DF is not a new disease. The first recorded mention of symptoms compatible with DF was in China during the Chin Dynasty (265-420 AD), when it was called a “water poison” and associated with insects.
DF was first isolated in 1943. During the last part of the 20th century, many tropical regions of the world saw an increase in dengue cases. Epidemics occurred more frequently and with more severity. In recent years, DF has become a major international public health concern. Currently dengue is the most important viral disease transmitted by
mosquitoes afflicting humans in the world context.
Symptoms of typical uncomplicated classic dengue usually start with fever and also include severe headache (mostly in the forehead), pain behind the eyes which worsens with eye movement, severe joint and muscle pains and aches, swollen lymph nodes, nausea, general weakness, sudden chills, vomiting and/or diarrhea, skin rash and loss of appetite.
The most severe and dangerous form of the disease is Dengue Shock Syndrome. Symptoms include all those for DHF plus fluids leaking from blood vessels, massive bleeding and shock due to very low blood pressure. This generally occurs if an infected person goes to the hospital too late and the disease has affected many organs. However, some people may still survive, provided they are admitted to the intensive care unit where extensive treatment will be provided.
Persons suspected of having DF should see a doctor at once. There’s no specific medication to kill the virus but there’s no doubt that medical supervision saves lives, as with the administration of platelets. Most people will recover completely within about two weeks, but others experience several weeks to months of feeling tired and/or depressed.

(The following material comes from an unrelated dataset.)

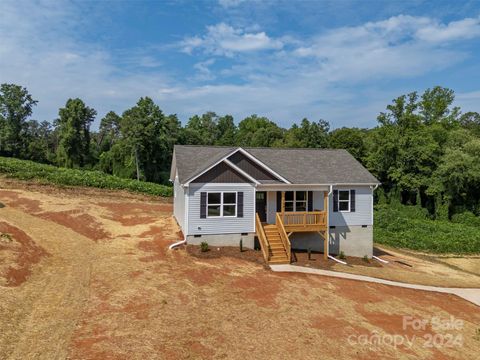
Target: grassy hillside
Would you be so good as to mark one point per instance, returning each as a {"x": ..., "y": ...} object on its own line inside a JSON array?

To help with recovery, healthcare experts recommend getting plenty of bed rest, drinking lots of fluids and taking medicines to reduce fever, although some advise patients with DF not to take aspirin. For severe dengue symptoms, including shock and coma, early and aggressive emergency treatment with fluids and electrolyte replacement can be lifesaving. Some patients need transfusions to control bleeding.
The mosquitoes that transmit the dengue virus often breed in used automobile tires, flower pots, old oil drums and other man-made containers like earthenware jars, metal drums, concrete cisterns and discarded plastic containers. The infected mosquitoes may also live and rest indoors, in closets and other dark places. Outside, they rest where it is cool and shaded.
To prevent being bitten by the mosquito, avoid areas with standing water, wear long sleeve shirts, and long trousers or dresses during the daylight hours when the mosquito is most active. Other suggested preventive measures include the use of mosquito repellant sprays containing DEET, coils, electric vapor mats, window screens and mosquito nets.